The Skin Game (1931) – full review!

The Skin Game (1931) – full review!

Directed by Alfred Hitchcock who along with his wife Alma Reville adapted the John Galsworthy play the film’s title (in lieu of its more modern definition) refers to something akin to "an eye for an eye" where everyone turns out blind in the end. In other words no one has "clean hands" in the final accounting of this kind of grudge match. This average drama is not as bad as I was led to believe and actually contains quite a good early talkie performance by Edmund Gwenn playing a character much different from the more gentle roles he would take later in his career. The titled "game" is between industrialist Hornblower (Gwenn) who wants to build factories on what has always been beautiful rolling hills in the name(s) of progress & profit and the Hillcrist family who owns (and has always owned) a country home in this idyllic setting. The film’s sound quality so poor during the auction sequence that one can’t hear the reading of the land’s particulars improves as the story progresses.

Squire (C.V. France) & Mrs. Hillcrist (Helen Haye) are informed by an old farmer (Herbert Ross) and his wife (Dora Gregory) the Jackmans who have worked the land they’ve just sold for 30 years that the new owner Mr. Hornblower is planning to build a factory complete with smokestacks on the property. The Hillcrists had a verbal agreement with Hornblower not to evict the Jackmans but Hornblower explains that he hasn’t been able to buy the land he’d intended so he really has no choice. Gwenn delivers quite a capitalistic monologue perhaps the film’s best scene as he alternately oozes charm and rigidity. The thought of a factory being built so close to their country home so horrifies the Hillcrists that they employ their lawyer Dawker (Edward Chapman) to find a way out.

After unsuccessfully outbidding Hornblower at a land auction (Ronald Frankau plays the auctioneer) during which they’d shunned his daughter-in-law Chloe (Phyllis Konstam) out of spite the Hillcrists learn from Dawker that Chloe has a sordid past. Konstam foreshadowing Hitchcock’s later use of sexy women looks stunning; the director utilizing shadows to emphasize her (near hyperventilating) swelling breast. Mrs. Hillcrist is willing to exploit Chloe’s past while the Squire remains uninvolved insisting their daughter Jill (Jill Esmond) who’d been "flirting" with the youngest Hornblower Rolf (Frank Lawton) remain "in the dark".

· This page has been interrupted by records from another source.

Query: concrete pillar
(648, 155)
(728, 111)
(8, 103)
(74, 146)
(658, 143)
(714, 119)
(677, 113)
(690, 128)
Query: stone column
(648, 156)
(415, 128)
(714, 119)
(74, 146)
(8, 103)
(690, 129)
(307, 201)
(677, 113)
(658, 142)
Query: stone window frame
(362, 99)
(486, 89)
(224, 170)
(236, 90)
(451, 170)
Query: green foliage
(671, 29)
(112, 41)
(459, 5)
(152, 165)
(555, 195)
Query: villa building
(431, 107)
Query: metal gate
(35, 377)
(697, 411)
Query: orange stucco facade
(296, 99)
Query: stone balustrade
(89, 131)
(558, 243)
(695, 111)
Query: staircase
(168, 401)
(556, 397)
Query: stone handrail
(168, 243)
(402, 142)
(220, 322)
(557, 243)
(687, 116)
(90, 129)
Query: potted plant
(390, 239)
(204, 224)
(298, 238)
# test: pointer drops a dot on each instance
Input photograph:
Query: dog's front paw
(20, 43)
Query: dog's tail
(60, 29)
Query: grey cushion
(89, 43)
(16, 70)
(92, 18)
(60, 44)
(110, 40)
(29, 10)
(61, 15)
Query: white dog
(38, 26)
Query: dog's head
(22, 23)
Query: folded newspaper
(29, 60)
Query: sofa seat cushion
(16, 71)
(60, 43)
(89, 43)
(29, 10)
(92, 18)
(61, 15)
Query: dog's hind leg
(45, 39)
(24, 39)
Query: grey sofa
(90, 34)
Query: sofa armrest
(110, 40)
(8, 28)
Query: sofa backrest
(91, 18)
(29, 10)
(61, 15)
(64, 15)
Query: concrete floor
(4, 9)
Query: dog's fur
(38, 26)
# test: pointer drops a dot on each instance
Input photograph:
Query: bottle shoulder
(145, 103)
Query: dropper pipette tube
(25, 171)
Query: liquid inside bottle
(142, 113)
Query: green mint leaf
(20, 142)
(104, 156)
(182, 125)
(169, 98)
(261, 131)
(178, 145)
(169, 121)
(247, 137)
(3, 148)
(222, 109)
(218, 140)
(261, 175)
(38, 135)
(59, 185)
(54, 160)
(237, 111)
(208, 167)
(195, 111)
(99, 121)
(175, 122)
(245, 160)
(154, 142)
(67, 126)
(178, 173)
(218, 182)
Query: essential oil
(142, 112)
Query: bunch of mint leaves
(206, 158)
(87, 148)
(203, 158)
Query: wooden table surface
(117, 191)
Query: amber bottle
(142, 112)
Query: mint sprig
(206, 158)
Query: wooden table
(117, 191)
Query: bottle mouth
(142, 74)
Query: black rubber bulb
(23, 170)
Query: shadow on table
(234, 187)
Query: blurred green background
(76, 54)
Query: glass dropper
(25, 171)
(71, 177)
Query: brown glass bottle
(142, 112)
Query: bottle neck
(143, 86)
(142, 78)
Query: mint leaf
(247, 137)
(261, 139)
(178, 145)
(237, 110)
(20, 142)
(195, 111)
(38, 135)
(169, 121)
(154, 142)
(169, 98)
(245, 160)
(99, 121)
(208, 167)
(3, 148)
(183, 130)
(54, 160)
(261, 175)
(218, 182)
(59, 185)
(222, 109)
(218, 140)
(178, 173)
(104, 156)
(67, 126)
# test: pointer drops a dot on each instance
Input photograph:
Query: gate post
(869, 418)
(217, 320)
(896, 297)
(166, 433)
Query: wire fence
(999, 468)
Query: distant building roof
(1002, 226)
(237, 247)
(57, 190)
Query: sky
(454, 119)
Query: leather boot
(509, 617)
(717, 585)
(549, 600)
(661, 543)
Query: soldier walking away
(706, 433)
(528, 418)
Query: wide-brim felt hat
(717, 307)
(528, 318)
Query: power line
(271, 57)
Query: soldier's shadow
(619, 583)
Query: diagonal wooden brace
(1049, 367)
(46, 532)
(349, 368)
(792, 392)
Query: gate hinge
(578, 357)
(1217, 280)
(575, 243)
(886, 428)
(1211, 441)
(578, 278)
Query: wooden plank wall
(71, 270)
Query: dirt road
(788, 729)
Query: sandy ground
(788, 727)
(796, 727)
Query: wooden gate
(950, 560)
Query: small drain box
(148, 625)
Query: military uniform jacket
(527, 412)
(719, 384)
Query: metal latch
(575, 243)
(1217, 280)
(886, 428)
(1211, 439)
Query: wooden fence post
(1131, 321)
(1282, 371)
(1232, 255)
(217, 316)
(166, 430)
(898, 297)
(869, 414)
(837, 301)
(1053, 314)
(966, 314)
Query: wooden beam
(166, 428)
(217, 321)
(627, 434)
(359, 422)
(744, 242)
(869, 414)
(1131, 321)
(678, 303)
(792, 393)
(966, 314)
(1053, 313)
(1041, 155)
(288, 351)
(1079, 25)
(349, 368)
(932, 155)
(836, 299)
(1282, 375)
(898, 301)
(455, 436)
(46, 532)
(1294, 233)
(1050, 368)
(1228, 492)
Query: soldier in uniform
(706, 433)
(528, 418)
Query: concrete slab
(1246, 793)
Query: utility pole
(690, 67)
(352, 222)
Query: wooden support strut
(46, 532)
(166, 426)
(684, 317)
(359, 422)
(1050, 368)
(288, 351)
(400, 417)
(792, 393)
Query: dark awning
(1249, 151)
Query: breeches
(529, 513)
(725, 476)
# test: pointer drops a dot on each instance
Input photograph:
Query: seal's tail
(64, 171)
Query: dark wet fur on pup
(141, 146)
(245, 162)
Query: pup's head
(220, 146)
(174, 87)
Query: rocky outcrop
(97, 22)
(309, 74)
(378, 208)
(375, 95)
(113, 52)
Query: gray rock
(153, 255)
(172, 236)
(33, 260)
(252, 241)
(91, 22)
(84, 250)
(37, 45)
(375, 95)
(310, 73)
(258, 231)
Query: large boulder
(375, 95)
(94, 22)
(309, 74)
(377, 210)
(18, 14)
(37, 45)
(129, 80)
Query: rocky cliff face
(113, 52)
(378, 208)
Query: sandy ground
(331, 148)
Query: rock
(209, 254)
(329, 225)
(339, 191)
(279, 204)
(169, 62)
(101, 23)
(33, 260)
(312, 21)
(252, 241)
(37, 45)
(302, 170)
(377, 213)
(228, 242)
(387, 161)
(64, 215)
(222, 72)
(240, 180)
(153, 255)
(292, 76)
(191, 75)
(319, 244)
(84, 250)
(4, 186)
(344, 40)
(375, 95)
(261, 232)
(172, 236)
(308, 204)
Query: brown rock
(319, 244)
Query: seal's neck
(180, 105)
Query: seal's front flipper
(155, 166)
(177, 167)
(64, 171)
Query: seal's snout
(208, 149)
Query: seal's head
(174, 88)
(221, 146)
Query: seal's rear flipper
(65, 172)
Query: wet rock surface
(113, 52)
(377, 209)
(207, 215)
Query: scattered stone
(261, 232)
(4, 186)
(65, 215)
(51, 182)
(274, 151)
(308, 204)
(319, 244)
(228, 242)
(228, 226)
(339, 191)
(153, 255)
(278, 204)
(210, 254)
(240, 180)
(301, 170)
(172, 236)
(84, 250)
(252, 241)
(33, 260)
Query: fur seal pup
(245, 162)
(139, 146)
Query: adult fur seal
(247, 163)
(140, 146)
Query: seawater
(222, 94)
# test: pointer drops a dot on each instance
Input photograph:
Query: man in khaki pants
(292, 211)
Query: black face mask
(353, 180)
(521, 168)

Chloe had been a correspondent something of which her husband Charles (John Longden) Hornblower’s eldest son & business partner was unaware. Dawker uses another man (R.E. Jeffrey in a leather coat) who’d been at the auction to set Chloe on edge. When Hornblower finds out about his daughter-in-law’s past he’s forced by Dawker and Mrs. Hillcrist to sell back the auction land at a huge loss (5000 pounds). Dawker had utilized both the man in the leather coat and one of her past clients (George Bancroft) to make Chloe admit her scandalous past. Hornblower makes Dawker & Mrs. Hillcrist hold a bible while swearing to keep quiet about what they know regarding Chloe.

*** SPOILERS ***

The unscrupulous Dawker is unable to keep the secret from Charles who was curious as to why his father no longer owned title to the auction land. He pursues her to the Hillcrist’s home where she commits suicide upon hearing from behind a curtain of her husband’s loss of any love for her (he’d learned the truth). After helping Rolf fish Chloe’s body out of the Hillcrist’s swimming pool Hornblower admits to the Squire that he is beaten. The Squire laments the nature of a "skin game".